Ask these questions if you receive a phone call about health insurance.
- How did you get my information?
- May I have your full name and contact information, please?
- What is the exact name of your company and where are you located?
- Is your company licensed? Are you a licensed insurance agent? If so, what’s your license number for (state)?
- What’s the exact name of the insurance company on the policy and the name/type of policy I would be buying?
- What’s your company’s phone number?
- Will I need to pay a fee to join a group?
- Please send a copy of the information to me through the mail.
- Can I call you back after I’ve read your plan information?
Ask these questions about a plan you’re considering.
- Is this a marketplace plan?
- Does this plan cover the same benefits as a marketplace plan?
- Does the plan cover pre-existing conditions?
- What benefits doesn’t this plan cover, and what benefits have limits?
- Where can I find out whether this plan covers my prescription drugs?
- Where can I find the list of health care providers in this plan’s network?
- What is the monthly premium I would pay for this plan?
- What out-of-pocket costs will I have to pay when I need services?
- What is the deductible?
- Is there a maximum I would have to pay out- of-pocket?
- Is there a limit on what the plan pays, per day, per year, or over my lifetime?
- How long does this plan last?
- Am I guaranteed the right to renew this plan?

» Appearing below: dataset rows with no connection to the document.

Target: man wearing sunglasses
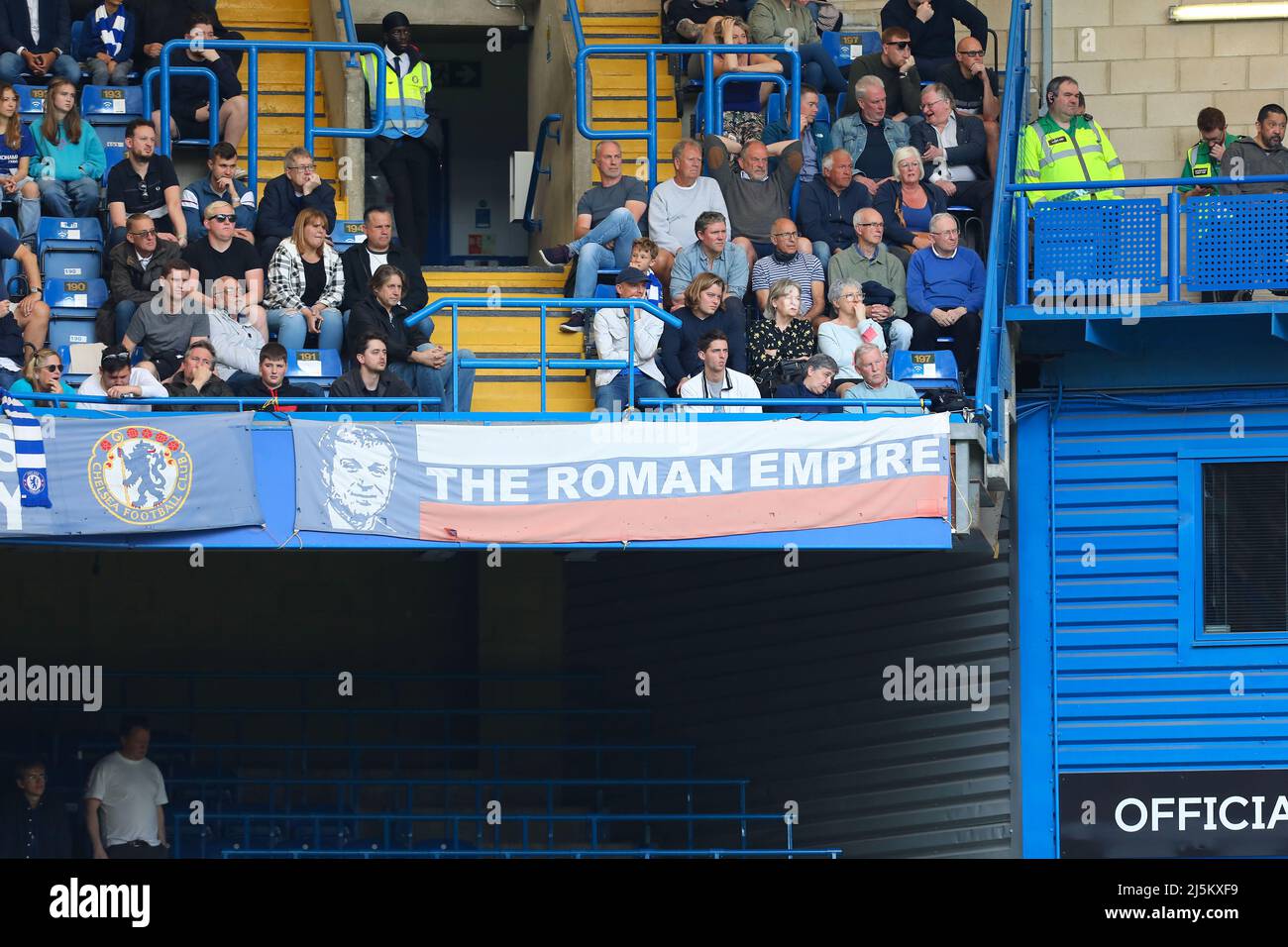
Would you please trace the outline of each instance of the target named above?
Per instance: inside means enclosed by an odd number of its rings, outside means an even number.
[[[997,174],[997,143],[1002,115],[1002,93],[997,73],[984,66],[984,45],[974,36],[957,44],[957,62],[948,63],[935,81],[943,82],[957,102],[957,115],[974,115],[984,122],[988,140],[988,177]]]
[[[146,368],[130,367],[130,350],[124,345],[108,345],[98,363],[98,374],[81,381],[77,394],[97,394],[107,398],[169,398],[156,376]],[[84,411],[151,411],[151,405],[90,405],[79,402]]]
[[[214,296],[216,280],[236,280],[242,286],[237,300],[238,311],[229,311],[228,314],[254,326],[263,340],[268,341],[268,313],[260,305],[264,301],[264,264],[259,253],[251,244],[237,238],[237,211],[233,205],[211,201],[206,205],[204,216],[206,237],[189,246],[183,258],[192,264],[193,277],[201,281],[206,296]]]
[[[109,294],[98,311],[100,341],[120,344],[135,309],[156,295],[162,267],[179,259],[179,254],[175,241],[157,240],[156,222],[147,214],[131,214],[125,219],[125,240],[107,254]]]
[[[881,49],[850,63],[850,90],[841,108],[842,116],[859,111],[855,89],[863,76],[881,80],[886,90],[886,115],[891,121],[916,124],[921,120],[921,73],[912,58],[907,30],[898,26],[884,30]]]
[[[979,40],[980,49],[988,48],[988,17],[967,0],[889,0],[881,8],[881,28],[902,26],[908,31],[912,52],[927,76],[953,62],[954,19]]]
[[[125,126],[125,161],[107,173],[107,215],[112,223],[109,246],[125,240],[125,219],[147,214],[160,240],[188,245],[188,222],[179,205],[179,178],[174,162],[156,153],[157,131],[147,119]]]

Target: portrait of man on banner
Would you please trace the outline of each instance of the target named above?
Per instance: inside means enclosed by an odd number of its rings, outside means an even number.
[[[318,442],[318,470],[332,530],[394,532],[381,515],[393,497],[398,451],[371,425],[340,423]]]

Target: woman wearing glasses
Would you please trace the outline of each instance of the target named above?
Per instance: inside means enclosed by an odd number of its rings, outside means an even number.
[[[63,384],[63,359],[53,349],[40,349],[23,366],[22,378],[13,383],[9,394],[71,394]],[[24,398],[28,407],[67,407],[45,399]]]
[[[765,317],[747,329],[747,368],[757,384],[782,362],[805,361],[814,354],[814,329],[800,318],[801,287],[778,280],[769,287]],[[764,387],[762,387],[764,390]]]
[[[268,327],[289,349],[304,348],[307,334],[318,336],[318,348],[339,349],[344,340],[340,300],[344,268],[327,244],[326,214],[301,210],[295,232],[277,245],[268,265]]]
[[[894,153],[894,179],[877,188],[872,206],[885,222],[886,247],[908,267],[908,258],[930,246],[930,218],[948,210],[948,195],[921,179],[921,153],[904,146]]]

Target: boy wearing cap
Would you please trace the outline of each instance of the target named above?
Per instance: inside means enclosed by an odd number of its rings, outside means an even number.
[[[77,394],[97,394],[108,398],[169,398],[152,372],[130,367],[130,350],[124,345],[108,345],[98,363],[98,374],[81,381]],[[85,411],[151,411],[151,405],[88,405],[76,407]]]
[[[654,277],[656,278],[656,277]],[[620,299],[644,299],[649,274],[635,267],[627,267],[617,274],[617,295]],[[662,339],[662,320],[647,309],[635,309],[635,359],[631,374],[635,376],[635,401],[640,398],[665,398],[662,370],[657,366],[658,341]],[[594,334],[595,353],[603,359],[631,361],[631,311],[599,309],[595,313]],[[627,403],[630,378],[621,368],[599,368],[595,371],[595,407],[601,411],[620,412]]]

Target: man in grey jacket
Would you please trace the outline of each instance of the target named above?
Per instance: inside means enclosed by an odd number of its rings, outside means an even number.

Need help navigating health insurance?
What to Ask When You Get Your Insurance Card
Some of the most important information about your health plan is on your insurance card. Use this interactive tool to see what information you should check when you receive it.
Health Insurance Shopping Tool
NAIC’s Health Insurance Shopping Tool provides a 3-step process to compare different health insurance policies. Download and use the Health Insurance Shopping Tool to get a better look at how different policies measure up to your health care needs.
Consumers Guide to Medigap
Provides advice for consumers faced with the decision of whether to purchase Medicare supplement insurance. View the Consumers Guide to Medigap to get a better understanding of your options.
What to Ask When Shopping for Health Insurance
NAIC’s What to Ask When Shopping for Health Insurance helps you get the right information to choose the right health insurance policy for you. Download and use What to Ask When Shopping for Health Insurance to ask yourself and your agent question before purchasing.
Contact your state department of insurance to find out about other resources available in your state to help you understand and choose health insurance that’s right for you.
Be prepared before you buy.
Identify Your Current Healthcare Needs
Assess if you have any pre-existing conditions or will need specific doctors, services, or prescription drugs.
Look Closely for Changes
Don’t automatically renew the option you had before. If you buy a plan on your own, shopping on the marketplace each year gives you a chance to find a better deal. And many employers make changes from year to year, so it’s best to review your options.
Take Advantage of Wellness Incentives
Find out if your employer offers a wellness program that includes money-saving incentives for healthy behaviors such as exercising regularly or not smoking.
In addition to your health insurance coverage, you may be eligible to open a Flexible Spending Account (FSA) or a health savings account (HSA). And don’t forget about dependent care savings accounts.
Don’t make a decision or purchase a health plan after a single phone call or website visit. Compare policies and the financial help you may qualify for.
Check with Your State Insurance Department
Check with your state insurance department to make sure your agent and insurance company of interest are licensed within your state.
Monthly Premiums and Out of Pocket Costs
The premium is the amount you will pay each month to have coverage. Your out-of-pocket costs are what you’ll pay when you need health care services. A plan with a lower premium may come with higher out-of-pocket costs. Make sure to consider your total costs—both the monthly premium and what you’ll owe if you need services.